CA: 1961 anayasası siyasi literatürümüzde şöyledir aslında, 27 Mayıs devrimi, 12 Eylül darbesi, söylem de bu yoldan gider. Aslında 61 anayasasını hazırlayan da, 82 anayasasını hazırlayan da temelinde iki tanesi silahlı müdahale yani darbe vardır. Şimdi 61 anayasasında başlangıç metninde şöyle ifade edilmiştir, bu direnme hakkına şöyle atıfta bulunulmuştur “Türk ulusu anayasa ve hukuk dışı tutum ve davranışlarıyla meşruluğunu kaybetmiş bir iktidara karşı direnme hakkını kullanarak 27 Mayıs 1960 devrimini yapmıştır” der. 82 anayasasında ise bu kadar açık bir atıf olmamasına rağmen yine şöyle bir cümle yer almaktadır “Türk ulusunun ayrılmaz bir parçası olan Türk silahlı kuvvetleri, ulusun çağrısıyla 12 Eylül 1980 harekatını gerçekleştirmiştir”. Aslında burada her iki atıf da ulusun ortak çağrısına uygun davranan silahlı kuvvetlerin yönetimi değiştirmesi olarak ortaya çıkıyor.
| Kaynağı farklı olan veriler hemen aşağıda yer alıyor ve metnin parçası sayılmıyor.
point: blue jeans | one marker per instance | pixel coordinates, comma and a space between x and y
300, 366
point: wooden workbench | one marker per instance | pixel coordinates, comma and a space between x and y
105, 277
Yani aslında burada şüphesiz ki silahlı bir güçle iktidarı ele geçirenlerin kendi ellerindekini meşru kılma çabasıyla aslında iktidarın gerçek anlamda meşruluğu kaybetmesi farklı kavramlar. Aslında bunları birbirine karıştırmamak lazım mutlaka. Aslında bu olay 1992 yılında anayasa mahkemesi kararını direnme hakkıyla ilgili karara denk geliyoruz. 1992 yılında sosyalist partinin kapatılması davasında anayasa mahkemesi partinin programında yer alan “parti haksızlık ve baskılara karşı emekçileri birey olarak ve birlikte direnme hakkını tanır” cümlesini bir kapatma nedeni görmemiş. Bunu aslında bireysel özgürlüklerle ilgili bir insan hakkı olarak kabul etmiş direnme hakkını. Belki de yargısal sistemimizdeki en önemli kararlardan bir tanesi budur direnme hakkına dair.

 

ÖM: Bu konuyu bağlamamız herhalde mümkün değil böyle 5-6 dakikalık bir programda ama gene de genel gidişatının nasıl olduğunu görüyorsunuz sorusuyla bitirelim isterseniz.

 

CA: Genel gidişatı aslında ekoloji mücadelesini gene konumuzun merkezine koyarsak, genel gidişat olarak niye bu kadar ön plana gittiğine baktığımızda aslında başından itibaren söylediğimiz gibi bir çok hukuki sonuç alma yönteminin aslında etkisizleştirilmiş hale geldiğini görüyoruz. Genel gidişat olarak bu ama tabii ki bunun bir direnme hakkının ve meşru müdafaa hakkının kullanımı konusunda geliştirmek zorunda olduğumuz daha bir çok mekanizmanın kendi varlığını koruduğunu görüyoruz. Belki bundan sonraki programlarımızda biraz bu yöntemlere girmenin faydalı olabileceğini düşünüyorum.

 

ÖM: Aynen öyle. Amerika’da ve başka yerlerde de şimdi farklı yöntemlerle bayağı bu sivil itaatsizliğin gelişmekte olduğunu gösteren de bence umut verici olan örnekler var, belki onların üzerinde de durabiliriz.

 

CA: Evet durabiliriz.

 

ÖM: Çok teşekkürler Can bey.

 

CA: Ben teşekkür ederim, hepinize iyi yayınlar diliyorum, hoşçakalın.